On nous annonce que le Vladimir, vapeur de 600 à 700 tonneaux, partira dans la nuit pour Nikolaïevsk. Mais on ajoute qu’outre son chargement il y aura à bord 600 Cosaques qui rentrent en Russie, ayant fini leur temps de service dans l’Extrême-Orient. La perspective d’une si nombreuse société sur un petit bateau n’a rien de gai. Nous savons que la Manche de Tartarie n’est pas encore libre, et le Vladimir ne part que parce qu’il compte sur une débâcle probable, mais non assurée : la durée de [a traversée est incertaine. Ajoutez à cela que la navigation est pénible et même dangereuse dans ces parages, où les brouillards durent quelquefois des semaines entières. Mais nous ne voyageons pas pour avoir toutes nos aises.

Nous prendrons donc le Vladimir, si aucune autre occasion ne se présente.

Chez M. Cheveleff, nous apprenons que le Vladivostok partira également demain pour Nikolaïevsk. C’est un bon bateau, de la même grandeur que le Vladimir ; il n’aura pas 600 Cosaques passagers : nous faisons immédiatement transporter nos bagages.

DE VLADIVOSTOK À HABAROVKA.

9 juin. — Nous assistons au départ de M. Startseff pour Poutiatine. Son petit steamer est encombré : d’abord lui, puis le personnel du bateau, des domestiques chinois, deux jardiniers, des ouvriers de différents métiers, des caisses à n’en plus finir, les fameuses armoires de Fou-Sane, les serins, les poules, un magnifique étalon qui lui arrive de Russie, etc. Il attend un troupeau de vaches et un autre de juments dont le télégraphe lui a annoncé le passage récent à Irkoutsk. Bon succès à notre colon. Il a été si aimable pour nous, qu’il nous est impossible de ne pas nous intéresser à ses travaux. Nous tâcherons d’aller lui rendre visite quelque jour.

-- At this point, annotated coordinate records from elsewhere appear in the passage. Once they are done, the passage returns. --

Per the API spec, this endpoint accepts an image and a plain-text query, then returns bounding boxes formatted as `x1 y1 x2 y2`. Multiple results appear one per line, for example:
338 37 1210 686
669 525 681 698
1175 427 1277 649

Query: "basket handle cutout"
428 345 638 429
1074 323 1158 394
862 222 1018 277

Le Vladivostok doit part à 2 heures. J’ai le temps d’aller faire une visite d’adieu à l’amiral Tyrtoff, qui me dit avoir télégraphié à M. Picard. Puis nous allons déjeuner chez M. Cheveleff, pour prendre congé. Avant de nous mettre à table, je dis quelques mots à haute voix en français à Marie. Mon voisin, le muet sympathique, se tourne vers moi comme mû par un ressort : « Comment, monsieur, vous savez le français ? Et vous le parlez sans aucun accent, ce qui est bien rare chez un Anglais. » Je m’empresse de le tirer d’erreur. « Ah ! que de temps perdu ! Voici la quatrième fois que je suis à table à côté de vous », etc. Nous nous sommes rattrapés, et il paraissait tout heureux de parler français… avec un Français. Sa méprise était bien naturelle. Toutes les fois que nous allions chez M. et Mme Cheveleff, nous ne parlions qu’anglais, par politesse pour nos hôtes, qui ne comprennent que cette langue étrangère, absolument indispensable à quiconque a des relations commerciales avec les grandes maisons du Japon et de la Chine.

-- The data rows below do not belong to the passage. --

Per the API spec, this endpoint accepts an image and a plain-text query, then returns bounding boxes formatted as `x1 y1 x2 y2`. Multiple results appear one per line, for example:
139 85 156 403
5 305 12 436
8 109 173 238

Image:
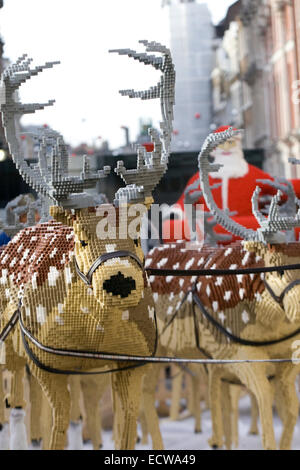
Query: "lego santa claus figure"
163 126 277 242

On nous avait dit que l’anglais nous serait d’un grand secours pendant notre voyage. C’était une grosse erreur. Après avoir quitté Vladivostok, il ne nous a servi qu’une seule fois, à Irkoutsk, au cours d’une visite qu’est venu nous faire un marchand de bibles : un Anglais, cela va sans dire.

Par contre, j’ai eu maintes fois l’occasion de parler allemand. Car non seulement j’ai rencontré des officiers auxquels cette langue était familière, mais aussi bon nombre d’Israélites. Il y a de ces derniers dans toutes les villes. À mon arrivée en France, mon allemand, que j’avais laissé de côté depuis plus de vingt-cinq ans, m’était en partie revenu.

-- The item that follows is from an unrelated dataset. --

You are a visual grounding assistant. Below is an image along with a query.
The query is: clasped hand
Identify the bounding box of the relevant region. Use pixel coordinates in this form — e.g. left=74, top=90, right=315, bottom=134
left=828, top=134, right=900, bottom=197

Il existe en Russie une coutume assez curieuse. Quand on part pour un voyage, quand on quitte pour longtemps ses amis, lorsque arrive l’heure de la séparation, tout le monde doit s’asseoir pendant une minute, et causer de la pluie et du beau temps. Puis on se lève, on se dit adieu et l’on se sépare.

Dans l’hospitalière et patriarcale demeure de M. Cheveleff, on n’a garde de manquer à cette touchante coutume, et au moment où nous nous déclarons prêts à partir pour le Vladivostok, nos hôtes nous prient très aimablement de prendre une dernière fois avec eux quelques instants de repos. Chacun s’assied donc, nous échangeons quelques paroles banales n’ayant aucun rapport avec les idées de voyage. Quelques minutes après, nous avions quitté la terre ferme.